🤖 AI Summary
Infrared and visible image fusion (IVIF) suffers from performance limitations due to the absence of ground-truth paired benchmarks, forcing existing deep learning methods to rely heavily on hand-crafted mathematical loss functions. To address this, we propose the first language-driven IVIF framework that leverages natural language descriptions as semantic fusion targets. Specifically, we exploit CLIP to construct a joint text-image embedding space and introduce a novel language-guided semantic alignment loss, thereby eliminating reliance on traditional mathematical priors. Our method comprises four key components: (1) CLIP-based multimodal encoding, (2) text-guided embedding space modeling, (3) semantic alignment supervision during training, and (4) a dual-modality feature fusion network. Extensive experiments on multiple benchmark datasets demonstrate consistent and significant improvements over state-of-the-art methods, achieving superior performance in both qualitative and quantitative evaluations. This work establishes a new paradigm for unsupervised, cross-modal image fusion without ground-truth supervision.
📝 Abstract
Infrared-visible image fusion (IVIF) has attracted much attention owing to the highly-complementary properties of the two image modalities. Due to the lack of ground-truth fused images, the fusion output of current deep-learning based methods heavily depends on the loss functions defined mathematically. As it is hard to well mathematically define the fused image without ground truth, the performance of existing fusion methods is limited. In this paper, we first propose to use natural language to express the objective of IVIF, which can avoid the explicit mathematical modeling of fusion output in current losses, and make full use of the advantage of language expression to improve the fusion performance.

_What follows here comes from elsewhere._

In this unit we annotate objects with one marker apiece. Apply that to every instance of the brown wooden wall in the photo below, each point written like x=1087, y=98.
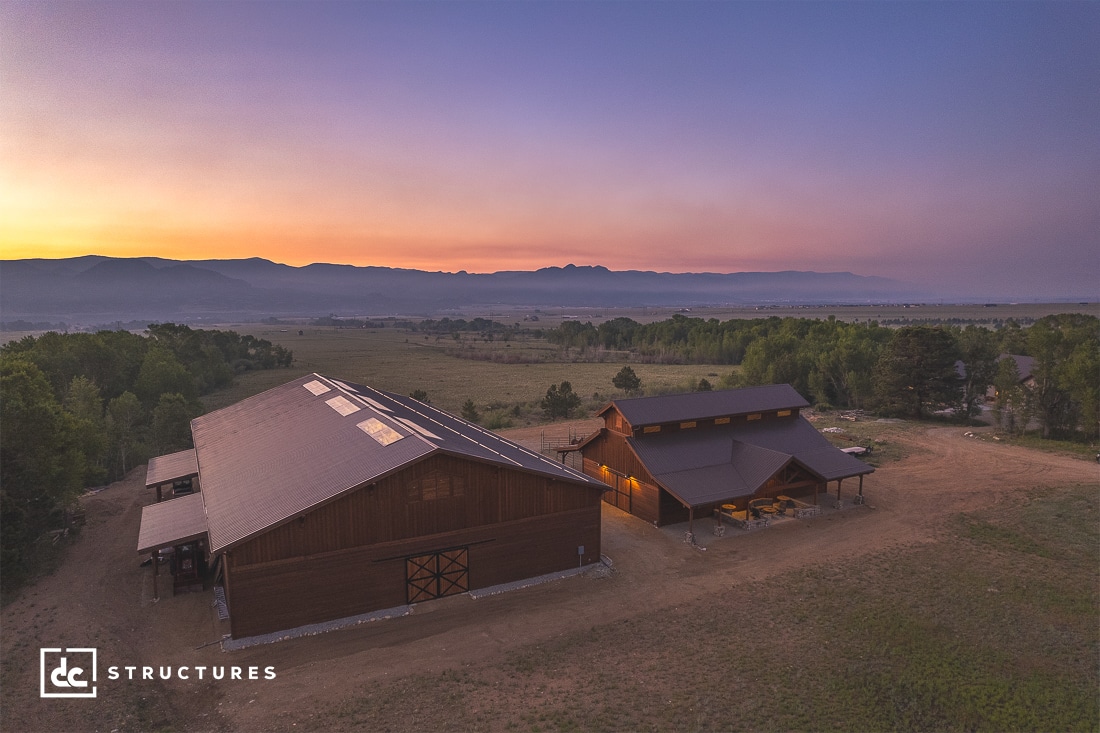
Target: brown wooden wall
x=348, y=557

For this purpose, we present a comprehensive language-expressed fusion objective, and encode relevant texts into the multi-modal embedding space using CLIP. A language-driven fusion model is then constructed in the embedding space, by establishing the relationship among the embedded vectors to represent the fusion objective and input image modalities. Finally, a language-driven loss is derived to make the actual IVIF aligned with the embedded language-driven fusion model via supervised training. Experiments show that our method can obtain much better fusion results than existing techniques.